Time Series Analysis, Taxing the Wealthy, and GDP Growth

Although the language of time series analysis can seem specialized, practitioners can maintain a competitive edge by knowing how to interpret the results of time-series studies, says Dennis McLeavey CFA.

In finance, time series are ubiquitous, and so knowledge of such things as what unit roots are or how to control for heteroskedasticity can be useful in evaluating reports.

McLeavey: “Financial reports make claims with investment relevance, and analysts need to know how to evaluate whether the reports provide solid evidence for claims.”

Amid all of the political wrangling in DC over tax rates for the wealthiest Americans, a recent paper from the Congressional Research Service Taxes and the Economy: An Economic Analysis of the Top Tax Rates Since 1945 drew the ire of Senate Republicans.

“In the study, the author, Thomas L. Hungerford, concluded that reductions in the top tax rates has had little association with saving, investment, or productivity growth, but were associated with the increasing concentration of income at the top”, he says, and adds that the conclusion was not overly popular with a certain political party, so the paper came under fire for some of his methods used (or in this case not used) to support its points.
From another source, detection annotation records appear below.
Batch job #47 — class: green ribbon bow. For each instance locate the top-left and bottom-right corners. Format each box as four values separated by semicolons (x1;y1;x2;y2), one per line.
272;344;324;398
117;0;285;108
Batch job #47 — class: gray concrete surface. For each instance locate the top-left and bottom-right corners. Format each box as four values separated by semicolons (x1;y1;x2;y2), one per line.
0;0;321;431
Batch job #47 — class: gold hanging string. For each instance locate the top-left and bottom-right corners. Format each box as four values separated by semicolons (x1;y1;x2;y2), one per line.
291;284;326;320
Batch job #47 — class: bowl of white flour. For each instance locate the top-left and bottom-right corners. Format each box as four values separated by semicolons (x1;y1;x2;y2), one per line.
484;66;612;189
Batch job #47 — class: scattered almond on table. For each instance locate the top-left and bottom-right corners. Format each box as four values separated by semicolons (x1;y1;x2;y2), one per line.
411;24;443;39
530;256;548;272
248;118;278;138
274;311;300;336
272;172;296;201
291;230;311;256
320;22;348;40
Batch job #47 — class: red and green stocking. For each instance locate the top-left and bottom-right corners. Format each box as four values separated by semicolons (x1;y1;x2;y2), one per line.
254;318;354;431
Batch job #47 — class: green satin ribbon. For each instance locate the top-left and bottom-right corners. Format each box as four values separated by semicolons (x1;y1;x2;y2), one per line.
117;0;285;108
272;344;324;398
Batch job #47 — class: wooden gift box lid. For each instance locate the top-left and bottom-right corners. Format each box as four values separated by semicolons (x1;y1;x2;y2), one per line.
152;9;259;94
With sixty observations for each year and time series analysis, McLeavey thinks it’s difficult to refute as to support the belief that lower top-tax rates are associated with growth. “Hungerford used a standard set of analytical tools, which are nicely explained in Damodar N. Gujarati’s basic econometrics text or Escudero’s A Primer on Unit Roots and Cointegration.”

For time series regression, the series need to be stationary (constant mean, variance, covariance). Hungerford controlled for heteroskedastic (nonconstant variance) and autocorrelated (correlated with themselves over time) error terms, using the Newey-West method.